Members of the Senate Finance Committee and their staff apparently continue to discuss what to do about the estate tax.
Jay Heflin in the Hill reports that talks continue in the Senate. He reports they are discussing giving taxpayers the option of “prepaying the estate tax”, not sure exactly what that means. A taxpayer can do the same thing now by making a taxable gift and paying gift tax (actually a wise thing to do by the wealthy because the gift tax paid escapes estate tax, otherwise at death one is paying estate tax on the estate tax that will be paid.) The incentive would be an unspecified lower rate.
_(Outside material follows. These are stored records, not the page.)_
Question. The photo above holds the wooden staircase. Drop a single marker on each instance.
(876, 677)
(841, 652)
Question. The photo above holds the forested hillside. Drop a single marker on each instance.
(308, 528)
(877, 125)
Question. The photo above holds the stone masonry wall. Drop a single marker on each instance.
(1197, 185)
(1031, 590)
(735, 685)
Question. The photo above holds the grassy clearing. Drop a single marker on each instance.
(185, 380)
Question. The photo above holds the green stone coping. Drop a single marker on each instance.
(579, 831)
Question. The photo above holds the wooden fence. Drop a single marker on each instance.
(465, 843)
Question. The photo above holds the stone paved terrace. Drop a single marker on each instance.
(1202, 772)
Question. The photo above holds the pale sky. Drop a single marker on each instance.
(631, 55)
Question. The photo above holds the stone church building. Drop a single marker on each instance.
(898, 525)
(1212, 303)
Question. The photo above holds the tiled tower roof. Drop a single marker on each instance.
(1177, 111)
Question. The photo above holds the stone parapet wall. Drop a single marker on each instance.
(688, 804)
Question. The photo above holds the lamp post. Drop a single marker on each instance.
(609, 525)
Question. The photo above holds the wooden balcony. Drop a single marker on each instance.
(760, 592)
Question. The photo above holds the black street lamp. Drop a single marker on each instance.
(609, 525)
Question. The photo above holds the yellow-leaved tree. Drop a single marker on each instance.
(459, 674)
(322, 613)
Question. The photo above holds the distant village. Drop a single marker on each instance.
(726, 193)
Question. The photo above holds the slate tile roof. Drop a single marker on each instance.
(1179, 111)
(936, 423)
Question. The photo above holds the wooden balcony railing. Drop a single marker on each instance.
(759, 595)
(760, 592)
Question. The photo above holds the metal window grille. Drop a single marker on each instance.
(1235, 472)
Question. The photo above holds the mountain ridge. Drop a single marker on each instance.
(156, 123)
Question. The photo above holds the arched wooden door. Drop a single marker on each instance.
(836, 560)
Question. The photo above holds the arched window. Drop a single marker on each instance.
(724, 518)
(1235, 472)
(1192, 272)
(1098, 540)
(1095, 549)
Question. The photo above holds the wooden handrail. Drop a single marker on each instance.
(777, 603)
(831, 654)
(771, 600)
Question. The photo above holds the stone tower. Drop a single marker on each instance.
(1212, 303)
He also reports they are discussing changing the exemption to $3,500,000 with that increasing to $5,000,000 with a 35 percent top rate. There would be no indexing for inflation, however. It appears to this author the source of the story is likely a Republican staffer wishing for such changes. The article also states:
Providing taxpayers with a prepayment option and lowering the estate tax to 35 percent has been discussed for months, but sources said conversations on the matter turned a corner after lawmakers learned the proposal would less expensive as originally expected.
The proposal’s official cost is unknown, since it hasn’t been scored and lawmakers have yet to ink the deal. However, a potential payfor for it could be placing limits on Grantor Retained Annuity Trusts (GRATs). One issue with using measure is the House-passed small business jobs bill includes a similar provision.
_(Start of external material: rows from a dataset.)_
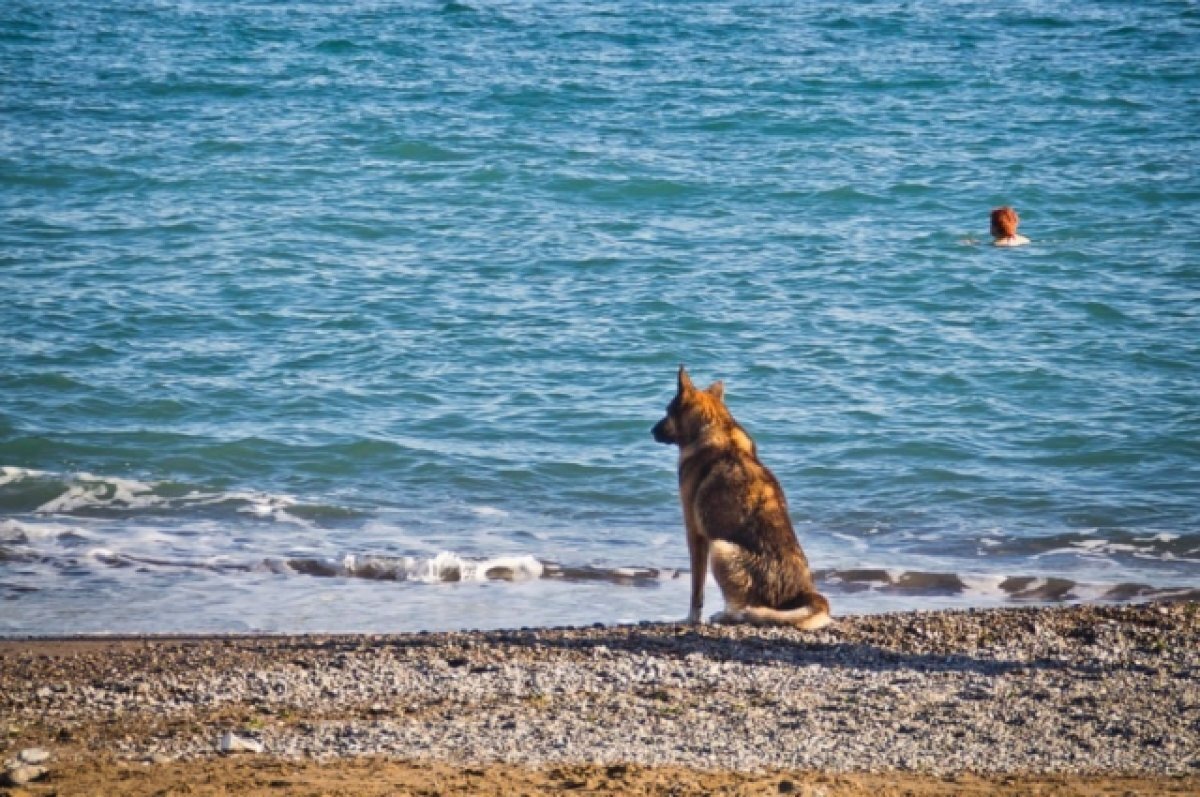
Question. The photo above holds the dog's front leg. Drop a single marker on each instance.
(697, 546)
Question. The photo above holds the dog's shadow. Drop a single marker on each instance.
(760, 647)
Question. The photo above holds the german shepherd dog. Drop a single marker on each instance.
(736, 516)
Martin Vaughan in an article at nasdaq.com reports a leading House Democrat believes the estate tax will be addressed before the November election as part of dealing with the expiration of the “Bush tax cuts”. He reports that the Senate wants to begin dealing with the issues in June. The article states:
Senate Finance Committee Democrats peppered Baucus with questions at a closed- door meeting this week about when the panel will act on legislation extending the tax cuts, according to some who were present at the meeting. Republican committee members pressed Baucus for action on a permanent fix for the estate tax, at which point several Democrats chimed in saying they felt more strongly that action was needed to extend the middle-class tax cuts.
Congress has a full agenda for the rest of May and likely well into June, as it wrestles with financial regulatory legislation, legislation to extend unemployment benefits and temporary business tax breaks, and an Afghanistan war spending bill.
That means committees will begin work on the tax cuts in late June or July, with final action by the House and Senate not coming until possibly September or October, according to congressional aides.
Van Hollen, an assistant to House Speaker Nancy Pelosi who also chairs House Democrat re-election efforts, strongly asserted that the extension of the tax cuts wouldn’t be saved for a post-election lame duck session.
Some observers of Washington politics speculate that Democrats will attempt to schedule the vote close to the election in order to take credit for cutting taxes on the middle class.
Therefore, at least someone with some power is trying to resolve the estate tax confusion. We shall see.